Conversations held earlier today suggest slaughter cows in Queensland this week may be a $180/head net loss proposition, while further south in Victoria, those losses on cow may have reached an eye-watering $400-$450 a head (see current direct consignment and saleyards equivalent carcase prices below).

In some cases, some of those cow losses among smaller processors may be being offset through specialised by-products like foetal blood, currently worth around $600/litre.

However big trading losses are also being written on steer, and especially grainfeds, and including some of the ‘special’ cattle on longer-fed brand programs, Beef Central was told. One contact suggested some grainfed steers this week were currently a $300 loss proposition.

Beef Central has written previously about the impact that record-high beef production in the US caused by drought liquidation is having on global beef trade and Australia’s competitive position.

Kills tighten further

Thursday’s one-off national public holiday for Queen Elizabeth will further restrict beef production this week, but for many processors who are now very current in terms of cattle bookings, it will not be a bad thing.

Illustrating the impact of the weather on logistics and stock movements, there has been a dramatic 13pc decline in national kill over the five weeks ending 9 September.

Many eastern states processors are taking bookings for kills as soon as next week.

Cattle moving

One positive is that cattle movements are again picking up, after the delays caused by rain over the previous three or four weeks.

One contact en route to Roma store sale this morning remarked on the sheer number of livestock stock transport vehicles he was seeing on the Warrego Highway today – heading in both directions.

“That’s deliveries that should have been done to feedlots and processing plants one, two, three or even four weeks ago, during the wet weather,” was his conclusion.
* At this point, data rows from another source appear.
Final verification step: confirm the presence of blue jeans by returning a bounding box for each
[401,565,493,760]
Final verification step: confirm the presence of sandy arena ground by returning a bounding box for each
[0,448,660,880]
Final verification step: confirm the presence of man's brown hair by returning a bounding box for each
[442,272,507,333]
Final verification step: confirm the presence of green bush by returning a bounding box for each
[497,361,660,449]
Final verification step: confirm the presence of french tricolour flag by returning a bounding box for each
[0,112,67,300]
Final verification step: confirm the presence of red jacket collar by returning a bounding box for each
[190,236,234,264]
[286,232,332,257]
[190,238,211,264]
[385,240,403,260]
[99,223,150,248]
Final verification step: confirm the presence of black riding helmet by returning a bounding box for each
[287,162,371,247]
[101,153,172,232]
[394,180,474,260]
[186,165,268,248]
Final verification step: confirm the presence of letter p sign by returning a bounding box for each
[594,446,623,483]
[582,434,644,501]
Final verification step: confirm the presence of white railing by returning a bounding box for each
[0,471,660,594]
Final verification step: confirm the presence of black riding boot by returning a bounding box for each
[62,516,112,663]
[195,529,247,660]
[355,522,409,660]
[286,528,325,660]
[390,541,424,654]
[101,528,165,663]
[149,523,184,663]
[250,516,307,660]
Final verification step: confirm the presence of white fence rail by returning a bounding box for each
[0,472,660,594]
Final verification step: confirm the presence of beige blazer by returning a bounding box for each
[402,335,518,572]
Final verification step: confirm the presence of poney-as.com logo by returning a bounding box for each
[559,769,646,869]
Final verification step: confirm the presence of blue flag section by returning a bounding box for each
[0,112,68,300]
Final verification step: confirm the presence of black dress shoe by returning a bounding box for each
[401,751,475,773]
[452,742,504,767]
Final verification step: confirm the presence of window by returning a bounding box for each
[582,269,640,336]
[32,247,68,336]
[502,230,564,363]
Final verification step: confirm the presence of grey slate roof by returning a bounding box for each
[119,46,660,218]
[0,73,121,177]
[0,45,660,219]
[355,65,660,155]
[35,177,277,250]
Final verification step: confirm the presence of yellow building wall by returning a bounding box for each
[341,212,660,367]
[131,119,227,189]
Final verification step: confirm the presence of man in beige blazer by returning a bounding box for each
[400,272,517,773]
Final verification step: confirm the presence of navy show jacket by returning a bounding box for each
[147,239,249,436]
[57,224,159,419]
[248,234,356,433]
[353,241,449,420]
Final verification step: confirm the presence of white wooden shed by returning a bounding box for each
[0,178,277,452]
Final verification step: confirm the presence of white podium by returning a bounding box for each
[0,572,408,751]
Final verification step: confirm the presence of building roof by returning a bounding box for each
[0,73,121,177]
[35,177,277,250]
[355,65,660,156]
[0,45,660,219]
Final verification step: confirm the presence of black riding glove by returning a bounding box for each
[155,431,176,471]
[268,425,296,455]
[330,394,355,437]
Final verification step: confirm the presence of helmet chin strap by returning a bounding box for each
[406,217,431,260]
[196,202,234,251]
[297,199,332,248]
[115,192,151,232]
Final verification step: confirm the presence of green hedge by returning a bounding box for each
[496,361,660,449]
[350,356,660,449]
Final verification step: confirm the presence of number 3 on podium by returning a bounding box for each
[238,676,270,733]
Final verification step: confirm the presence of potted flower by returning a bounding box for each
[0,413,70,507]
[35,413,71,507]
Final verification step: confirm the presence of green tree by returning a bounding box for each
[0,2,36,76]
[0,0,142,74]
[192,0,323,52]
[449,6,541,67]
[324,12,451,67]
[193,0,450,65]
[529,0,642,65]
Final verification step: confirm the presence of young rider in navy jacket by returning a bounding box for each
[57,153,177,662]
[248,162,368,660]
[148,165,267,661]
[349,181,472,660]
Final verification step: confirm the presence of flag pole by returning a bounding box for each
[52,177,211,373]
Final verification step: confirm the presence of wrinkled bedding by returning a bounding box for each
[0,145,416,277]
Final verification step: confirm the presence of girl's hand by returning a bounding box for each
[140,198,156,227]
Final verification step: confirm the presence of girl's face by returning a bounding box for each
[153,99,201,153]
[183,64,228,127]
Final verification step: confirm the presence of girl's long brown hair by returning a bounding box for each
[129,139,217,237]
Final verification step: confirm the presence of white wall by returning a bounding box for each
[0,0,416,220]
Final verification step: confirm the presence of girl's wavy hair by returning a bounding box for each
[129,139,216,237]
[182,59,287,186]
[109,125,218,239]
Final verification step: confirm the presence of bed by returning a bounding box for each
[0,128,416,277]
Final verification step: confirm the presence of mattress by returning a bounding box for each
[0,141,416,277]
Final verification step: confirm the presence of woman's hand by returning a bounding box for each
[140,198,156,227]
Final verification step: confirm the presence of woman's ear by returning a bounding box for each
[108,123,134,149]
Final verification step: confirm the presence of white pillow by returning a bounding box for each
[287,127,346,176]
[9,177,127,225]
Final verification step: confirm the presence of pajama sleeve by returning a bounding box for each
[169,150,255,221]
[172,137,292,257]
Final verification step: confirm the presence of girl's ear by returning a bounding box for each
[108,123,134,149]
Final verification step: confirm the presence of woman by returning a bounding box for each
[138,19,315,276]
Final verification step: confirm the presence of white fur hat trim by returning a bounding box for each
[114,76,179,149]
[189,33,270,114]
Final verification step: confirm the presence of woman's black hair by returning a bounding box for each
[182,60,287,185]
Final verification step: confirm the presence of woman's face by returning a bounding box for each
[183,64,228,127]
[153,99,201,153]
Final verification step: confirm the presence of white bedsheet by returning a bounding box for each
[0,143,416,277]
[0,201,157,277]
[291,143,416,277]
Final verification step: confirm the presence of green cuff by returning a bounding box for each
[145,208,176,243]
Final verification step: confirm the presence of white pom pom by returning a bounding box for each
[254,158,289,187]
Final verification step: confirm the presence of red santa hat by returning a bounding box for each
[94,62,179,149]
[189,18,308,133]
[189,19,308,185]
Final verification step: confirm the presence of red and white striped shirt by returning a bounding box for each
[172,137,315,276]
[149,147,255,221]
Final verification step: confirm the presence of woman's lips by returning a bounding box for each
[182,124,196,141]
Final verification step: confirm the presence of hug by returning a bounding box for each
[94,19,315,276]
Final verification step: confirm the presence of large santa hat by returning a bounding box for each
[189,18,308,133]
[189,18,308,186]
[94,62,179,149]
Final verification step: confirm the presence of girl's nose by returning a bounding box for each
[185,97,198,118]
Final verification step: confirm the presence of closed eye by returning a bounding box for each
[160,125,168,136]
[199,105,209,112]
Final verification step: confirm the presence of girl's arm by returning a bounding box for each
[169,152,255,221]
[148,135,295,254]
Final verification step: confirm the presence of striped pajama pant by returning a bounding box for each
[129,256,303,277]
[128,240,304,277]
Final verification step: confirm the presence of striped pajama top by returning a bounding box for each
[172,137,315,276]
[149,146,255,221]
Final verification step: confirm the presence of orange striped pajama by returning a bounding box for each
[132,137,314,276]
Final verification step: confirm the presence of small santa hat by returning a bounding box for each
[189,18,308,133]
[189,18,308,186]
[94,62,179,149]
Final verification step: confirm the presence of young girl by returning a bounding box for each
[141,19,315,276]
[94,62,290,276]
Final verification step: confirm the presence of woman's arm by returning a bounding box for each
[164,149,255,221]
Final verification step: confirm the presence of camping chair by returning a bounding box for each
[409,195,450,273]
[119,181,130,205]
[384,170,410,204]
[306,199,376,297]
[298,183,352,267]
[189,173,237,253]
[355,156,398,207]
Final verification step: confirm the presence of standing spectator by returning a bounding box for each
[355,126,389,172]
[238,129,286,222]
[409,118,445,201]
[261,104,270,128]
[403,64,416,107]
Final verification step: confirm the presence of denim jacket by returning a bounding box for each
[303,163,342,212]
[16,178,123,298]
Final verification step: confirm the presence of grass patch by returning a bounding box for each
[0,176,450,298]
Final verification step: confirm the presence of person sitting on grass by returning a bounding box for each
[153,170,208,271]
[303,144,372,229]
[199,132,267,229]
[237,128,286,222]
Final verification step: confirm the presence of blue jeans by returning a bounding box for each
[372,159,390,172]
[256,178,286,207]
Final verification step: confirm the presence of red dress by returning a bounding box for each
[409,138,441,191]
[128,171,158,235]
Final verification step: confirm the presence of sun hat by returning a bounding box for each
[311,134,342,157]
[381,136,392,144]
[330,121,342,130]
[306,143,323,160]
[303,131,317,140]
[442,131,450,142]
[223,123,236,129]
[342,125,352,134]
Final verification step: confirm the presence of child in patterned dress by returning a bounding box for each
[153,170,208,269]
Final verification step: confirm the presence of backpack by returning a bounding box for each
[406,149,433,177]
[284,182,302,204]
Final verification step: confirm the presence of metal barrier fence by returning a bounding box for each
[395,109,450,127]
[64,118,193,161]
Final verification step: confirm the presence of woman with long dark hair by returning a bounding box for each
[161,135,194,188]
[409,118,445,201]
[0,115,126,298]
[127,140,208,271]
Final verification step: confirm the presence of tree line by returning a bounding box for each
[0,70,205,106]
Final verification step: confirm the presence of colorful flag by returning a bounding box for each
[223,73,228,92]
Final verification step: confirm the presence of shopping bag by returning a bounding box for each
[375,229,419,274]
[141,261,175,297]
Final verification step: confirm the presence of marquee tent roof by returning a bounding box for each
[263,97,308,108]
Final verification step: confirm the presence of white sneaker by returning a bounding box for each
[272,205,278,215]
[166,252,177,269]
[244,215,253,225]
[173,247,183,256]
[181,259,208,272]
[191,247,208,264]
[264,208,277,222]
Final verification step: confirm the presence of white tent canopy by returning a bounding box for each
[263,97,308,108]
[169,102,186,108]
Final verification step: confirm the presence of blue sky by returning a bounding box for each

More on this in a separate story tomorrow.

Despite that, slaughter cattle supply remains very tight across large parts of eastern Australia as warmer weather and green feed takes away any great incentive to sell. Sooner or later, cash flow will come back into calculations, however, with bills to pay.

“But the ball is still firmly in the producers court,” one cattle buyer contact said this morning. “When they need to, they will think about selling a few, but not before. Many have built up a big cash reserve, given recent prices.”

Southern grids firmer

There has been little or no change in direct consignment slaughter cattle offers in Queensland this week, while some southern grids have risen further.

Queensland processor quotes seen this morning have heavy cows at 670c/kg (having fallen to 600-620c only eight weeks ago, although limited business may have been written at those levels).

Four-tooth export-weight grass ox are at 735c/kg in southern Queensland today (some HGP-free quotes 740c), having drifted as low as 695c in July.

Spot 100-day grainfed prices this week are around 770-780c/kg – a long-way from their brief February highs around 870c, but still not reflective of current export grainfed meat trade values, Beef Central was told.

Some southern states direct consignment offers have risen 20c/kg this week, with best heavy cows at 740c/kg and four-tooth YP steers 815c/kg. But in reality, those figures were ‘just numbers’ and very little business is actually being written despite those attractive figures, several southern processors told Beef Central.

Some reports this week had saleyards-bought cows out of Wagga and other centres valued as high as 810c/kg equivalent, on leg. Southern processor operators continued to operate strongly in Queensland this week sourcing paddock and saleyards cattle to fill big gaps in kill rosters at home.


  • There was no weekly slaughter summary for last week available by the time this item was published. It will be added here when it arrives.